You're at an important banquet. "Costermonger"
suddenly occurs to you during a lull. You blurt it out, and Rudolph Steiner,
of all people, appears out of nowhere, to congratulate you on your "pulchritudinous" understanding of WORDS.
"What a vocabulary!" he crows, NOT knowing YOU know HE invented ANTHROPOSOPHY.

"WELL," you say, winking at the invisible studio audience, "How's your ANTHROPOSOPHY going these days? COSTERMONGER! COSTERMONGER! COSTERMONGER!"
Vocabulary
is key. It has to do with Rudolph Steiner
and how he and others like him respond to YOU. Words
are what make you pulchritudinous.

Take the word "pulchritudinous,"
for example. Or "anthroposophy."
By now, you should be able to use these words
comfortably in most social situations. Repeat after me: "Costermonger."
That's right! You've got it! You don't have to be Rudolph Steiner
to show off your new and very impressive vocabulary.

For years, I labored at cocktail parties with little or no vocabulary,
using hand signals and facial expressions to communicate words like "pulchritudinous."
I'm not stupid, nor are you.
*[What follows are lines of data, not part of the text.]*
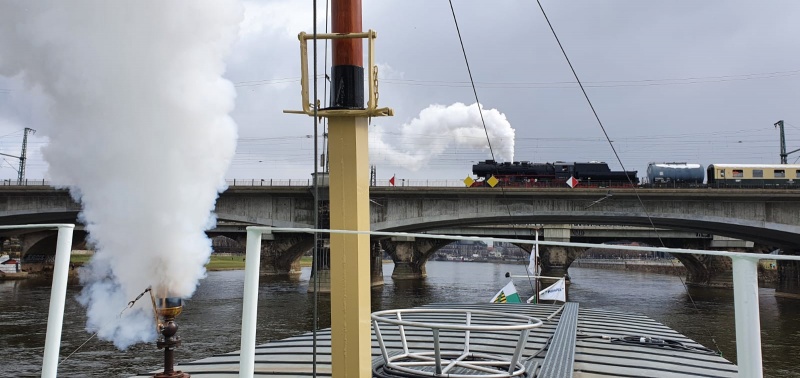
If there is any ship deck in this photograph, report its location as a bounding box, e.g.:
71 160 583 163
130 303 738 378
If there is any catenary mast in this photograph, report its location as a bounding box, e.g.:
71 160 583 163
286 0 393 378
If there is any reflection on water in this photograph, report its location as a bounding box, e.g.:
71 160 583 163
0 261 800 377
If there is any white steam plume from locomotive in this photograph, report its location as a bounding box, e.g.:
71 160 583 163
0 0 242 348
369 102 514 171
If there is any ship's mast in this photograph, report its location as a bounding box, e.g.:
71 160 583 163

But neither one of us is Rudolph Steiner.
Again, you DON'T have to be the inventor of ANTHROPOSOPHY
to slyly insert "COSTERMONGER"
into a discussion of Italian-American immigration. Words

are how we talk. "Words" is the same thing as "vocabulary,"
basically? Though a "costermonger" is usually not described as "pulchritudinous,"
"anthroposophy" was invented by "Rudolph Steiner"!